An important factor in state decision making will be the comparison between the net state cost for an individual in a nursing home and in assisted living. Using the special income option for people just over the income eligibility level and creating a special SSI state supplement, states can tailor a payment level that saves money compared to the nursing home rate and offers many consumers alternatives that they often prefer. Providing these options requires a higher state SSI supplement, in one instance, and less "excess income" applied to services in the second instance, but Medicaid still saves money when a consumer is able to receive services through assisted living rather than through a nursing home.

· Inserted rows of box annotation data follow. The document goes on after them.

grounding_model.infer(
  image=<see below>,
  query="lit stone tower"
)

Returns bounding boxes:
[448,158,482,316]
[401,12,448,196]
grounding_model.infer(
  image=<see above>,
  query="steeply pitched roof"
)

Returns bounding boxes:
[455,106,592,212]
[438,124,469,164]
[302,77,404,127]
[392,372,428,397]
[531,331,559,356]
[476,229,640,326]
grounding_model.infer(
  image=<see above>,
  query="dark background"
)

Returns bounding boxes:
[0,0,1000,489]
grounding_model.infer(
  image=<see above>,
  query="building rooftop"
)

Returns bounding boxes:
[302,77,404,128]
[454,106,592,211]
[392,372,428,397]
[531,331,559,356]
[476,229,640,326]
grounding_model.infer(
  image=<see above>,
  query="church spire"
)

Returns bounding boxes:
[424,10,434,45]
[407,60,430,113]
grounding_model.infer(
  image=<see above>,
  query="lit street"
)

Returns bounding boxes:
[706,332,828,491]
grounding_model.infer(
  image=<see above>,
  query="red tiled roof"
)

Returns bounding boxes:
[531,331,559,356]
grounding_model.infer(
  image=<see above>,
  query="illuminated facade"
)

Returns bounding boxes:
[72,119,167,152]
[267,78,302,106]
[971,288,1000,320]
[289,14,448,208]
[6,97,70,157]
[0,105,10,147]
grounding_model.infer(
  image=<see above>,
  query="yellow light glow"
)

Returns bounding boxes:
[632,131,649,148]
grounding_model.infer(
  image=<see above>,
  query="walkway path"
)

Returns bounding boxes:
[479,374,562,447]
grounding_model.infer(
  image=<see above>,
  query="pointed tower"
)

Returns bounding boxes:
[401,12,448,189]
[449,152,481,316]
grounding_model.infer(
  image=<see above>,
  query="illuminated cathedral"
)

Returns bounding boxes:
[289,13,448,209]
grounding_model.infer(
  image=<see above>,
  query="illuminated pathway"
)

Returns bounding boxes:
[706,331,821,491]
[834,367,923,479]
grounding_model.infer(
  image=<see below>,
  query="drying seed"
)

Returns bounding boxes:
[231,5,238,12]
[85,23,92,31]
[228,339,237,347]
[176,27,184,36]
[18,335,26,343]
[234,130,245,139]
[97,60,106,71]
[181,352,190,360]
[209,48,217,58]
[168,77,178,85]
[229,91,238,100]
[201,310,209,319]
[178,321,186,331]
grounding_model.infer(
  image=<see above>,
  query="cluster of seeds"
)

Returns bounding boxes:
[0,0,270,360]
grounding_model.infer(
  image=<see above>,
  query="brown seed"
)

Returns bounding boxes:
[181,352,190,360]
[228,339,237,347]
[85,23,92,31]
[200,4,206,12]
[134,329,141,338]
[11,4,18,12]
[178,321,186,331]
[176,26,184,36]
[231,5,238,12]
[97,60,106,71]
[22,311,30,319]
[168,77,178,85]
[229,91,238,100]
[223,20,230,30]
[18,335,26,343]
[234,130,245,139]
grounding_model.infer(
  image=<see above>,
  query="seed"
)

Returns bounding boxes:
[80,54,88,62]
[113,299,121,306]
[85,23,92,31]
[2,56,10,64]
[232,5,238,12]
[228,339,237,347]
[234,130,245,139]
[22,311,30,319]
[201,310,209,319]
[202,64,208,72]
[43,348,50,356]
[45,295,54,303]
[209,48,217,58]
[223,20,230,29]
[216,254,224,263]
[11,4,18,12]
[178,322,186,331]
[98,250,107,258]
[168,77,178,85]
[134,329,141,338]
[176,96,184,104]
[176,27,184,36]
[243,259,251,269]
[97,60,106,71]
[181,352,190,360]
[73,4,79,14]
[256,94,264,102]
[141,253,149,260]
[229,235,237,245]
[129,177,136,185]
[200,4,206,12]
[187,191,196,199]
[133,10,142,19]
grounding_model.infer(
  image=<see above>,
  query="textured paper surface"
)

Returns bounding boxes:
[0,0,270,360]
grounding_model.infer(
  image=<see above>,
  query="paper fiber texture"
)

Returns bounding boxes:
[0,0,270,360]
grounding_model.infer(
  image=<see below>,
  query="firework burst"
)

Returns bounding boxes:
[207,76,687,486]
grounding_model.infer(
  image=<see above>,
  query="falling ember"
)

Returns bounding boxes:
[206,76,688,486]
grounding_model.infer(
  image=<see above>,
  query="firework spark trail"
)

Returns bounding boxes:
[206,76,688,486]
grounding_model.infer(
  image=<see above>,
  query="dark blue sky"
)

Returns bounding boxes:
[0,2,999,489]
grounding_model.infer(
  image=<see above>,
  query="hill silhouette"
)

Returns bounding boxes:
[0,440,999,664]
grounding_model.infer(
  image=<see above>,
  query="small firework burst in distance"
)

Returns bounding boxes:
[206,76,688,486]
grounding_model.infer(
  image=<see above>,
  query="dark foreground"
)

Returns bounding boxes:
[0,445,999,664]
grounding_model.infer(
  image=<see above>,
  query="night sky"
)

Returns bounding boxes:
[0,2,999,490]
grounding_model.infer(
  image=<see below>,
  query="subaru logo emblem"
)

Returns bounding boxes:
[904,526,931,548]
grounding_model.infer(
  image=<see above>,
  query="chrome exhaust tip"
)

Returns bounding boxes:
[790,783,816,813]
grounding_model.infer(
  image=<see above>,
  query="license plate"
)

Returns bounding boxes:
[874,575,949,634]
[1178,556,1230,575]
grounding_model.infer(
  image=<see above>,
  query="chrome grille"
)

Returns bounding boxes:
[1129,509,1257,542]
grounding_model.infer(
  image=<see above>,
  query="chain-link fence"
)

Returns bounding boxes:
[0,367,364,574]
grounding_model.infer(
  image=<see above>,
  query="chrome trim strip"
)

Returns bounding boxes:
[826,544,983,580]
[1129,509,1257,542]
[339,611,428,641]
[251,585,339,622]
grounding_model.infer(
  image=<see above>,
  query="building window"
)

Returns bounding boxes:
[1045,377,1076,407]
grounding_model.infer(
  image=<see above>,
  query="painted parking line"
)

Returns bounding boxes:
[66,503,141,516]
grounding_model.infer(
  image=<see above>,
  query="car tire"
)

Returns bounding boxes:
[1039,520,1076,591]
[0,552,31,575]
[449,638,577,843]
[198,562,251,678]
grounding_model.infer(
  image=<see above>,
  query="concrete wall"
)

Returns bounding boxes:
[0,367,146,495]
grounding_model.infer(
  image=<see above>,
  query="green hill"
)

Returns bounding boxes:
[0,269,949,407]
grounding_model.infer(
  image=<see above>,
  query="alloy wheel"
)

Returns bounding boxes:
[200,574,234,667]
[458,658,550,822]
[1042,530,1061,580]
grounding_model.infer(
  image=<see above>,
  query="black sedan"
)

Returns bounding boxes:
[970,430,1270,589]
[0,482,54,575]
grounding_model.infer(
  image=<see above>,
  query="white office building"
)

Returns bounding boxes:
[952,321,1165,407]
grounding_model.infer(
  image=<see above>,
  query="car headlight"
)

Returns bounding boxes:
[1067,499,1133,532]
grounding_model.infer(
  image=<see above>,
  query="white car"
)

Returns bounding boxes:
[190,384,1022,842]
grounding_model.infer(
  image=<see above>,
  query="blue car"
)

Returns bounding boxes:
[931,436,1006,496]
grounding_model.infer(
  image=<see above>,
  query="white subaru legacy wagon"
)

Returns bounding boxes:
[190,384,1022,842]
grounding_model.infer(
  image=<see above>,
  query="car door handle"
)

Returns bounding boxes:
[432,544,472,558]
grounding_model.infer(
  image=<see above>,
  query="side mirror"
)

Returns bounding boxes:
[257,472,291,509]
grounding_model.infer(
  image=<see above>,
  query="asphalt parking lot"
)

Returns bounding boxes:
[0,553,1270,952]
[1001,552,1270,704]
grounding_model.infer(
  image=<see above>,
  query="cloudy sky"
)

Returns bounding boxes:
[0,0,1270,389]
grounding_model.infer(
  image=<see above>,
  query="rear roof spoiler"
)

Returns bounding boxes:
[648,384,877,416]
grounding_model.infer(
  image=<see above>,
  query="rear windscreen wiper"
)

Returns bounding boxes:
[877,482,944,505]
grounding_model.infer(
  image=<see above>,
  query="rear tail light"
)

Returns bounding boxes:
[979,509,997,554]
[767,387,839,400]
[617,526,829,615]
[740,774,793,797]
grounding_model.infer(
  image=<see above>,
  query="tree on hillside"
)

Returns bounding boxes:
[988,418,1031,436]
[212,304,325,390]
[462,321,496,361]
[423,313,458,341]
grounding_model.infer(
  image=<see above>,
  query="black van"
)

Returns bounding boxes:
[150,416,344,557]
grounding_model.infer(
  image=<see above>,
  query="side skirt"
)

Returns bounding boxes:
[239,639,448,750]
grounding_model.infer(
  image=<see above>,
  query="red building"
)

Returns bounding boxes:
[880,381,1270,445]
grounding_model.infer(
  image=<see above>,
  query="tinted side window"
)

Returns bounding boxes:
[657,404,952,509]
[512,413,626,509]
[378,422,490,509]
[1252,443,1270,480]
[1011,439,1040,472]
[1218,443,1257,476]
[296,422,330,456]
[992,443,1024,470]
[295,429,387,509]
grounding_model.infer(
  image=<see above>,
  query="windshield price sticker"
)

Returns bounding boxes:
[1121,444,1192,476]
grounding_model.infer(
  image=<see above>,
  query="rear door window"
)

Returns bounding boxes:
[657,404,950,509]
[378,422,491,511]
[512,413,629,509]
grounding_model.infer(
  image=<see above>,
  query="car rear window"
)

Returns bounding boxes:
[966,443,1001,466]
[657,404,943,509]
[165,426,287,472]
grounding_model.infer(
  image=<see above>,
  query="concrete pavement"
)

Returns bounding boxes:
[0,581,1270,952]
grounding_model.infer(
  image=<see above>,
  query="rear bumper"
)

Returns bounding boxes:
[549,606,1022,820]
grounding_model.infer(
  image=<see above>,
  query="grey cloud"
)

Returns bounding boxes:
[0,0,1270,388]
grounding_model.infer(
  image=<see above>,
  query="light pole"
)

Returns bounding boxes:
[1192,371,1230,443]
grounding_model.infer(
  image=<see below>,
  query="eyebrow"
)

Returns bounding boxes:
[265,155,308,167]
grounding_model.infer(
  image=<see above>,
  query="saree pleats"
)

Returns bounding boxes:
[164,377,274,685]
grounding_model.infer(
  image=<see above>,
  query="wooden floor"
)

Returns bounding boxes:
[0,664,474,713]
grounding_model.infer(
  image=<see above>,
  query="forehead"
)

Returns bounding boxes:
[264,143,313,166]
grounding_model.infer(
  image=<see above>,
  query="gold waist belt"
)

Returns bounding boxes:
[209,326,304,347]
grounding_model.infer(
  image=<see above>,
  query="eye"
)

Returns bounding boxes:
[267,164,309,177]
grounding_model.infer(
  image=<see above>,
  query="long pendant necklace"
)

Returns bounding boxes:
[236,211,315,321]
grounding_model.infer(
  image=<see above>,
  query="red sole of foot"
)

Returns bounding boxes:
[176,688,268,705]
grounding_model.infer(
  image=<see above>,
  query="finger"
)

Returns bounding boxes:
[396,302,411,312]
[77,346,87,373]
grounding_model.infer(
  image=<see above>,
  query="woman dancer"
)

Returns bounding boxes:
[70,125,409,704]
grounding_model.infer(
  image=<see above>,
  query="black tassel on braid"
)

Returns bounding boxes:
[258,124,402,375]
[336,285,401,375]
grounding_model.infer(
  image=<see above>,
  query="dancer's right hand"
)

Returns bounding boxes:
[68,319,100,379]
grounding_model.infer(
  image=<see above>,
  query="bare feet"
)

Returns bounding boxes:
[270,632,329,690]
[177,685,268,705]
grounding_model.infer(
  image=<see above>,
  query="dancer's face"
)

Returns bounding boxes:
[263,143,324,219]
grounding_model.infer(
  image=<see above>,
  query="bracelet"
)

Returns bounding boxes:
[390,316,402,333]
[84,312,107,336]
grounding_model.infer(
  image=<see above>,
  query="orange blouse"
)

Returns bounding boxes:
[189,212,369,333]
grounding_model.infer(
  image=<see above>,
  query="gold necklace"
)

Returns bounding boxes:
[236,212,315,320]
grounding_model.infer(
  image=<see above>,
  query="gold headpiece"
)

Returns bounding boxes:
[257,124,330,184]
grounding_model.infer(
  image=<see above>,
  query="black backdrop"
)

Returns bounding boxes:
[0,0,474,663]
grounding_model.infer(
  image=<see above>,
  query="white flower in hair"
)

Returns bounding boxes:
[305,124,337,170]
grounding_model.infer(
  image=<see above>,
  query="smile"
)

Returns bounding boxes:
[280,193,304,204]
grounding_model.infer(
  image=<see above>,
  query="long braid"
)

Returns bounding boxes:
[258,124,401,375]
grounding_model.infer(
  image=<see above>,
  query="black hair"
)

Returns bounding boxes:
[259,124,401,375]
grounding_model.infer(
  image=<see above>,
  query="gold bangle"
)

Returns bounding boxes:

Some critics contend that expanding alternative services, even those costing less than a nursing home, add marginal costs by serving people in addition to those who enter a nursing home. There is some anecdotal evidence that the increased supply has resulted in lower nursing home occupancy rates, encouraging some nursing homes to close beds or convert to assisted living. Nebraska recently created a $40 million fund to facilitate conversions. Washington and Wisconsin have adopted occupancy penalties that reduce the nursing home per diem when occupancy drops. Facilities may de-license enough beds to raise their occupancy rate above the required threshold and receive the higher rate for occupied beds. As assisted living and in-home services expand, fewer nursing home beds assures that Medicaid can control institutional spending while expanding options that consumers and family members prefer.

  1. Many states have a state supplement for board-and-care facilities that may be too low to cover more intense services needs and higher capitol costs in assisted living settings.

  2. David Liska, Brian Broen, Alina Salganicoff, Peter Lory and Bethany Kessler. "Medicaid Expenditures and Beneficiaries: National and State Profiles and Trends--1990-1995." Kaiser Commission for the Future of Medicaid. Washington, DC. November 1997.